Gerber schätzt die Mengen an russischem Rohöl und Produkten, die zwischen Tankern im Mittelmeer transferiert werden, auf etwa 400.000 Barrel pro Tag, von denen die meisten nach Asien gehen, zusammen mit 2,3 Millionen Barrel pro Tag, die direkt gehen.
Im Januar, vor der Invasion, wurden etwa 1,5 Millionen Barrel direkt nach Asien geschickt.
Russisches Öl wird Berichten zufolge auf Aframax- oder Suezmax-Tankern geladen, die weniger als eine Million Barrel transportieren, und auf See an größere Schiffe transferiert, die zwei Millionen Barrel fassen können, was die Lieferung kosteneffizienter macht.
Maritime Exporte sind nur ein Teil der Gesamtexporte aus Russland. Einschließlich der Pipeline-Lieferungen stiegen die gesamten russischen Öl- und Produktexporte im April auf etwas über acht Millionen Barrel pro Tag, was dem Niveau vor der Invasion der Ukraine entspricht.
Europa wendet sich an Afrika
Um den Verlust von russischem Rohöl auszugleichen, wenden sich europäische Raffinerien den Importen von Rohöl aus Westafrika zu, die laut Daten von Petro-Logistics im April im Vergleich zum Durchschnitt von 2018 bis 2021 um 17 Prozent gestiegen sind.
Eikon-Daten zeigen ebenfalls einen Anstieg, der darauf hinweist, dass im Mai 660.000 Barrel geliefert wurden, hauptsächlich aus Nigeria, Angola und Kamerun.
Inzwischen haben sich die Mengen an Rohöl aus Westafrika für Indien fast halbiert, auf 280.000 Barrel, die im April geliefert wurden, von 510.000 im März, da Delhi auf russische Lieferungen umschwenkte.
Mit der hohen Nachfrage in Europa erreichen die Preise – insbesondere für nigerianisches leichtes „süßes“ Rohöl – Rekordhöhen, sagen Rohölhändler.

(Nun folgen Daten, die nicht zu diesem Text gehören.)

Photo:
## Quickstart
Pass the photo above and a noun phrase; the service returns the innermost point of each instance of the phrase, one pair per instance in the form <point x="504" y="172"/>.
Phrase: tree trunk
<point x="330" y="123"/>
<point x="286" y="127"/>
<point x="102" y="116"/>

Die Lieferung aus Nordafrika nach Europa hat seit März um 30 Prozent zugenommen, berichtete Petro-Logistics. Davon zeigen Eikon-Daten, dass die Lieferungen nach Nordwesteuropa aus dem ägyptischen Hafen von Sidi Kerir, von dem Analysten sagen, dass es sich wahrscheinlich um saudisches Öl handelt, im Vergleich zu März fast auf über 400.000 Barrel pro Tag im Mai verdoppeln werden.
Die Vereinigten Staaten haben auch die Lieferungen nach Europa erhöht. Laut Daten von Kpler stiegen die europäischen Importe von Rohöl aus den USA im Mai um mehr als 15 Prozent im Vergleich zu März, was den größten monatlichen Anstieg markiert, seit das Unternehmen begann, diese Daten zu analysieren, wobei Europa 1,45 Millionen Barrel pro Tag Rohöl aus den Vereinigten Staaten importierte.